To my ears, the last Beethoven quartet looks ahead to Mahler (the third movement), and Schubert looks ahead to Bruckner, so I guess they're headed to the same place.


----------



## KenOC (Mar 7, 2011)

It's interesting to compare Beethoven and Schubert in the 1820s, the decade in question here. On the old Amazon forum we held voting games to determine the top ten works for each decade. Beethoven swept the 1800s and got nine out of ten in the 1810s as well. But the 1820s were split evenly between the two composers.
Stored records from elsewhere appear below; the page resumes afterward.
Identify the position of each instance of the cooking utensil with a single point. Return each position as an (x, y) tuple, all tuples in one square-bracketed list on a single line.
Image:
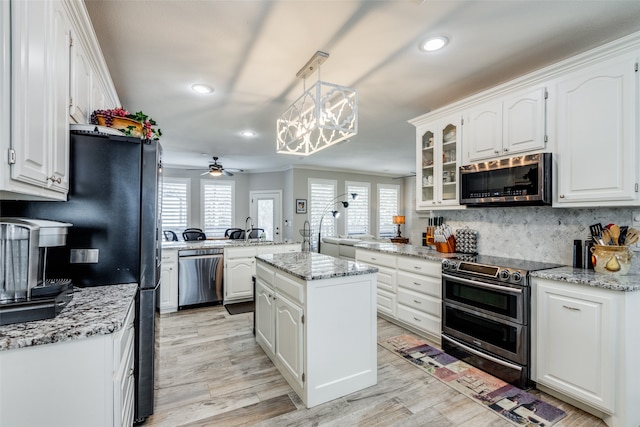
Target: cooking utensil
[(596, 231), (614, 231), (623, 234), (632, 236)]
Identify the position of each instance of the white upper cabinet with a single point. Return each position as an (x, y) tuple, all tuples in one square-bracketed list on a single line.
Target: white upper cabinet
[(438, 158), (50, 64), (81, 84), (597, 154), (39, 148), (513, 124)]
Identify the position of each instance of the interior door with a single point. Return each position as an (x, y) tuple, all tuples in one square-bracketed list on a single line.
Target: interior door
[(266, 211)]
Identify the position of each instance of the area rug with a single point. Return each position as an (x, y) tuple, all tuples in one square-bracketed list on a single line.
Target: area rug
[(515, 405), (240, 307)]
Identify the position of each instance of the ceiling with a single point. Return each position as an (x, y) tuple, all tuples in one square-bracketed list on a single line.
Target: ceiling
[(251, 50)]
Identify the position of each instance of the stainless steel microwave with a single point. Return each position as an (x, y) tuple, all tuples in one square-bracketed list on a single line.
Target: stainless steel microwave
[(522, 180)]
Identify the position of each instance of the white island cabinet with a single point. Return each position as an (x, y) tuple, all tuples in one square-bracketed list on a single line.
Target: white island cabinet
[(316, 320)]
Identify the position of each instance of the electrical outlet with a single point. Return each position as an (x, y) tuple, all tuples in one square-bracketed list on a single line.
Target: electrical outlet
[(635, 223)]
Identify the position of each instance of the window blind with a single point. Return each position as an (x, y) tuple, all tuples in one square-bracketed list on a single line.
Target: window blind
[(217, 207), (175, 204)]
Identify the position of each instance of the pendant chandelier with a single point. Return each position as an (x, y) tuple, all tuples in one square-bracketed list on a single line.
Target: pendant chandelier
[(324, 115)]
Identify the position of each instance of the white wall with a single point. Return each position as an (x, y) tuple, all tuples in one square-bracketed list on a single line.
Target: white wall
[(294, 185)]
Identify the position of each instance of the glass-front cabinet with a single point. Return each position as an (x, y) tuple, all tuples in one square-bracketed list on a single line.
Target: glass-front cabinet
[(438, 154)]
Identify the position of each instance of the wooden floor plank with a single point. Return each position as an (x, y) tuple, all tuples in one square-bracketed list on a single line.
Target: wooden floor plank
[(211, 372)]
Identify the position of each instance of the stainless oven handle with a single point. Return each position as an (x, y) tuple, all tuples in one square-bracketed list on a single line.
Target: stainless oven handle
[(482, 284), (483, 355)]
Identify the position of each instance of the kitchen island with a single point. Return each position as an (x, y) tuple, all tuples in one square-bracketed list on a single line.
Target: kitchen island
[(316, 320), (74, 369)]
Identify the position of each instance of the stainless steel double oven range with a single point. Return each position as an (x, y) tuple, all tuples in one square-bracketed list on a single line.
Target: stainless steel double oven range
[(486, 314)]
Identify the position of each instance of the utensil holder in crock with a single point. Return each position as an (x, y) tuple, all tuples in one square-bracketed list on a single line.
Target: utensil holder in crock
[(611, 259)]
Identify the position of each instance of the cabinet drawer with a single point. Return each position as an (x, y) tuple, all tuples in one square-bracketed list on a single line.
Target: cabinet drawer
[(386, 278), (291, 288), (376, 258), (265, 273), (430, 268), (420, 320), (419, 283), (421, 302), (247, 252), (122, 337), (386, 302)]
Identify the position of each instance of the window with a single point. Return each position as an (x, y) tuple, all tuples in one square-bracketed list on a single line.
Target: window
[(357, 215), (388, 206), (175, 204), (321, 194), (217, 207)]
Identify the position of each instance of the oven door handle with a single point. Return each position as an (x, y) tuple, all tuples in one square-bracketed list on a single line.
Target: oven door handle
[(482, 355), (483, 285)]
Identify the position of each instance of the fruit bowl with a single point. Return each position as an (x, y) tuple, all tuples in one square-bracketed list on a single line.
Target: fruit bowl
[(611, 259)]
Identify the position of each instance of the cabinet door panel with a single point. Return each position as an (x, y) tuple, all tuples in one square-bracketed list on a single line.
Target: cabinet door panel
[(30, 21), (289, 338), (524, 122), (575, 342), (483, 136), (596, 120), (265, 326)]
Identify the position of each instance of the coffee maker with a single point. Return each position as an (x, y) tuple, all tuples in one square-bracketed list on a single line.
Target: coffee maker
[(25, 292)]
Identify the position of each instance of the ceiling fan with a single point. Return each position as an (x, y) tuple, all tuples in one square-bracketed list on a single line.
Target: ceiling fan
[(216, 169)]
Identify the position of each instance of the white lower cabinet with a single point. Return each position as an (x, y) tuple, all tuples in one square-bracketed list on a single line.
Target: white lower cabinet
[(585, 347), (320, 334), (169, 282), (81, 382), (409, 290)]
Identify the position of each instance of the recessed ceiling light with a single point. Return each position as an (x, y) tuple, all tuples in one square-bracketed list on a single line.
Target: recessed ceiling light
[(202, 88), (434, 43)]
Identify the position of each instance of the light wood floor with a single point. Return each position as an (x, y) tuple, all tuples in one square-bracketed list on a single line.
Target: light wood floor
[(211, 372)]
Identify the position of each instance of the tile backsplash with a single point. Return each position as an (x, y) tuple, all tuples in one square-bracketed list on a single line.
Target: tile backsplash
[(536, 233)]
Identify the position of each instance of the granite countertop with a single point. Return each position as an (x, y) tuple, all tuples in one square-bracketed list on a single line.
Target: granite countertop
[(424, 252), (313, 266), (579, 276), (98, 310), (222, 243)]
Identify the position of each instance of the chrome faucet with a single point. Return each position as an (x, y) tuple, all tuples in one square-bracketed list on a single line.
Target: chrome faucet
[(247, 230)]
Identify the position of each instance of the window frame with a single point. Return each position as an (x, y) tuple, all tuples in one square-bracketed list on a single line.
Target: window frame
[(329, 223), (392, 228), (216, 231), (361, 199), (175, 180)]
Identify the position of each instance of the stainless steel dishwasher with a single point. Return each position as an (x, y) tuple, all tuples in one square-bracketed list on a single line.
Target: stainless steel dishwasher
[(200, 276)]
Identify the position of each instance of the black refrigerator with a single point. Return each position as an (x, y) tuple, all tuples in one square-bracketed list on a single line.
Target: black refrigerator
[(113, 206)]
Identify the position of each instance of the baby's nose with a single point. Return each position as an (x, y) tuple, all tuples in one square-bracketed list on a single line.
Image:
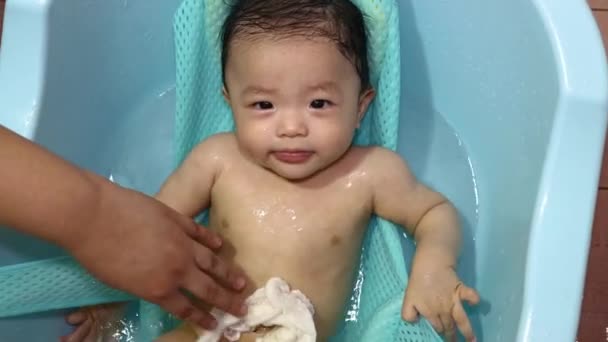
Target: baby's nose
[(292, 125)]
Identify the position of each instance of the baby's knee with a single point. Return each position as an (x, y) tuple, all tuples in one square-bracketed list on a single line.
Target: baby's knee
[(183, 333)]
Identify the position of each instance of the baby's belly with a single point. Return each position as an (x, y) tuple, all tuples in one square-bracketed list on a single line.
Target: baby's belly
[(319, 266)]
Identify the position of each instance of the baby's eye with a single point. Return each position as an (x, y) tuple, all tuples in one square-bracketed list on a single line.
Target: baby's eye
[(263, 105), (320, 104)]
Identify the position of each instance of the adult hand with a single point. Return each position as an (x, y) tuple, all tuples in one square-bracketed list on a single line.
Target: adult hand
[(128, 240), (137, 244)]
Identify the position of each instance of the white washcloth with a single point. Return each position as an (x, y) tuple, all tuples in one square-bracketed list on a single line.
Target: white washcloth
[(272, 305)]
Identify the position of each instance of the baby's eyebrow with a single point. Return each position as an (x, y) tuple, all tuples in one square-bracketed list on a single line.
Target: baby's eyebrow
[(256, 89), (327, 86)]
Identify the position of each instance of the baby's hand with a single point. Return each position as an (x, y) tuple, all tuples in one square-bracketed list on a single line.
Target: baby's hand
[(437, 294), (95, 323)]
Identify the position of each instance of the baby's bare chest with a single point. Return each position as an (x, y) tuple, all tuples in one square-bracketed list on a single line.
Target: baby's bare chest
[(325, 215)]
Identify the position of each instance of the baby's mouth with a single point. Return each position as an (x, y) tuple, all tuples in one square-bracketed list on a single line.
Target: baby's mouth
[(292, 156)]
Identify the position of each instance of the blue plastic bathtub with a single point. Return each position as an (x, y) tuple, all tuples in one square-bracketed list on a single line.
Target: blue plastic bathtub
[(504, 110)]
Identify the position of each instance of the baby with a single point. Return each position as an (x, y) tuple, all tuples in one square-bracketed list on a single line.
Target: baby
[(288, 192)]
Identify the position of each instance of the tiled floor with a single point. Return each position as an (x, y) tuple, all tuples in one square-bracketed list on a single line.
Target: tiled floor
[(594, 314)]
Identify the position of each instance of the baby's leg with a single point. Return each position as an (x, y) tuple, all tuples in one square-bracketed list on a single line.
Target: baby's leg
[(95, 323), (185, 333)]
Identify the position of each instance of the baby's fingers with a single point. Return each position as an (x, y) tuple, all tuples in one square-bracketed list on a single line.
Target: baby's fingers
[(468, 294), (462, 322), (409, 312), (448, 325)]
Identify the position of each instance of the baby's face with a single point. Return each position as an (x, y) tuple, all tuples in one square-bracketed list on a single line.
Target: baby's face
[(296, 103)]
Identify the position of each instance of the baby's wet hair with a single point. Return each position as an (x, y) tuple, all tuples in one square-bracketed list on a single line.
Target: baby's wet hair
[(339, 21)]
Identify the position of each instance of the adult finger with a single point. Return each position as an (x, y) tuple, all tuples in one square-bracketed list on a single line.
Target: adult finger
[(462, 321), (183, 308), (76, 317), (209, 291), (211, 264)]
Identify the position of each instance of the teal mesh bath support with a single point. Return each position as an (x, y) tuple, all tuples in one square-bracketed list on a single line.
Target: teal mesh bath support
[(201, 112)]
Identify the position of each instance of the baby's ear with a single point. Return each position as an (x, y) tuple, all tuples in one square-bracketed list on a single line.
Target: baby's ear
[(225, 94), (365, 99)]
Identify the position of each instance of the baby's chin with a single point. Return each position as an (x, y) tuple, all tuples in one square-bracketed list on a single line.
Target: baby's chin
[(295, 172)]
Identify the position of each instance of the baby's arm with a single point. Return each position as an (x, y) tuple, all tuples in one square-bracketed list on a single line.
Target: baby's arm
[(434, 289), (427, 215)]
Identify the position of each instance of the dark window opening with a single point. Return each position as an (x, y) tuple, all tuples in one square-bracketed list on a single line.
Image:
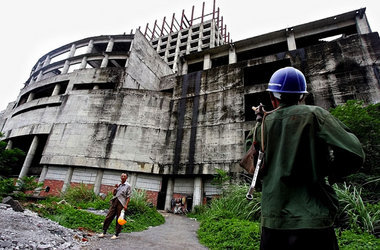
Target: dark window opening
[(262, 51), (325, 37), (122, 46), (193, 45), (36, 107), (195, 67), (216, 62), (99, 47), (254, 100), (261, 73), (83, 86), (118, 63), (167, 91)]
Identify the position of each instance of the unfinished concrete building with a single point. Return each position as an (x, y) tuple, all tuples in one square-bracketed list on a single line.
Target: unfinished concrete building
[(171, 105)]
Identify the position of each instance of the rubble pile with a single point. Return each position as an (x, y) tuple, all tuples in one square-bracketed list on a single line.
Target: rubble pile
[(26, 230)]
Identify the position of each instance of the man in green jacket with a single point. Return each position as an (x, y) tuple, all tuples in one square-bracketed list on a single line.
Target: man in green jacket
[(306, 150)]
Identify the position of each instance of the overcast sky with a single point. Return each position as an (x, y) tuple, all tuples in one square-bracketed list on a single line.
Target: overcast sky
[(32, 28)]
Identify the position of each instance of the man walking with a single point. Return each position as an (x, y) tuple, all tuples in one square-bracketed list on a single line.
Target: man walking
[(120, 200), (306, 150)]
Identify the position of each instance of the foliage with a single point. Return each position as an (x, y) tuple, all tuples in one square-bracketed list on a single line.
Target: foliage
[(364, 121), (28, 183), (349, 239), (139, 216), (6, 186), (220, 178), (9, 158), (229, 234), (353, 212), (233, 204), (79, 194)]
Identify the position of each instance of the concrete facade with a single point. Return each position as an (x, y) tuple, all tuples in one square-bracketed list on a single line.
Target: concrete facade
[(111, 104)]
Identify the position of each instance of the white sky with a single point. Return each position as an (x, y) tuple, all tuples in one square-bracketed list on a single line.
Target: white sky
[(32, 28)]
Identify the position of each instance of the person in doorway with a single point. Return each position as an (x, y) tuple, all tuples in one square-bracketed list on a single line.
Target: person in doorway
[(120, 200), (306, 150)]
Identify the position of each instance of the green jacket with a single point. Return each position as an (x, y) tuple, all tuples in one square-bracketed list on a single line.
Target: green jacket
[(298, 141)]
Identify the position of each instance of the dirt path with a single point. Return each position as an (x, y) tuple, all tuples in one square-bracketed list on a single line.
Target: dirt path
[(178, 232)]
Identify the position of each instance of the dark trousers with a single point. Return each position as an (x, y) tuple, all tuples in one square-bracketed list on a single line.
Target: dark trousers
[(321, 239), (115, 210)]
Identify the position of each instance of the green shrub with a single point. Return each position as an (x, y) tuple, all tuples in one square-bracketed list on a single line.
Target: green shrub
[(229, 234), (79, 194), (6, 186), (350, 240), (352, 205)]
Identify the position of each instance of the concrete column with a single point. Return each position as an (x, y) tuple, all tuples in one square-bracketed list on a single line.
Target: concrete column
[(67, 181), (9, 144), (98, 181), (65, 68), (105, 61), (72, 51), (47, 60), (39, 76), (43, 174), (185, 68), (83, 64), (212, 34), (207, 62), (169, 194), (232, 58), (90, 46), (362, 24), (132, 179), (29, 158), (56, 89), (198, 192), (291, 40), (30, 97), (110, 45)]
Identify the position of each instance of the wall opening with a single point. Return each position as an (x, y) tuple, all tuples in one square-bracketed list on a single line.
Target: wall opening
[(254, 100), (262, 51), (261, 73)]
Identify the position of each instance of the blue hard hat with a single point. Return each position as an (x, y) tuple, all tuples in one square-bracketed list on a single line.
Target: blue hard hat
[(287, 80)]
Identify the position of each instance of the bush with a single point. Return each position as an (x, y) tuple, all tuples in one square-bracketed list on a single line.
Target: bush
[(79, 194), (349, 239), (229, 234)]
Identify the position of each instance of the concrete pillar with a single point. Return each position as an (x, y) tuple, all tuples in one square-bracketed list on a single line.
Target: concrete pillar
[(65, 68), (104, 61), (9, 144), (132, 179), (362, 24), (67, 181), (72, 51), (30, 97), (47, 60), (43, 174), (56, 89), (39, 76), (29, 158), (207, 62), (98, 181), (83, 64), (198, 192), (110, 45), (232, 58), (185, 68), (169, 194), (90, 46), (291, 40)]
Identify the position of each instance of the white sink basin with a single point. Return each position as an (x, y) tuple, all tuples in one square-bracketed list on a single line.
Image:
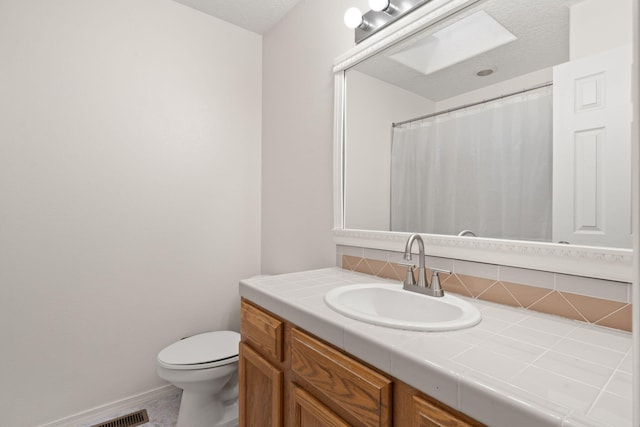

Here's how it stacked up:

1 - Schubert: String Quintet in C major D.956 (1828)
2 - Schubert: "Winterreise" D.911 (1827)
3 - Beethoven: Symphony #9 in D minor Op.125 "Choral" (1824)
4 - Beethoven: Piano Sonata #32 in C minor, Op.111 (1821-22)
5 - Schubert: String Quartet #15 in G major D.887 (1826)
6 - Beethoven: String Quartet #14 in C-sharp minor Op.131 (1826)
7 - Beethoven: String Quartet #15 in A minor Op.132 (1825)
8 - Schubert: Symphony #9 in C major D.944 "Great" (1826)
9 - Beethoven: Piano Sonata #30 in E major Op.109 (1820)
10 - Schubert: Fantasia in F minor for piano four hands D.940 (1828)

In another game, string quartets only, Beethoven's late quartets edged Schubert's works from the same period three to two (and together they were the top five of _all _quartets):

1 - Beethoven: #14 Op. 131 in C# minor
2 - Beethoven: #15 Op. 132 in A minor
3 - Schubert: #15 D. 887 in G
4 - Schubert: #14 in D minor "Death and the Maiden"
5 - Beethoven: #13 Op. 130 in B-flat (with Grosse Fuge)


----------



## Art Rock (Nov 28, 2009)

As much as I love the middle and late Beethoven quartets, I'd still pick Schubert.


----------



## Bulldog (Nov 21, 2013)

Schubert's all day long.


----------



## elgar's ghost (Aug 8, 2010)

Both composers hit a peak (or one of them) with their late quartets - even if Beethoven's had a more far-reaching effect on the genre as a whole whereas Schubert's were mostly an individually creative highpoint I for one ain't choosing.


----------



## Phil loves classical (Feb 8, 2017)

Beethoven’s easily for me. The chord progressions are more interesting to me, but shows his mind was cracking, if he actually took himself seriously .


----------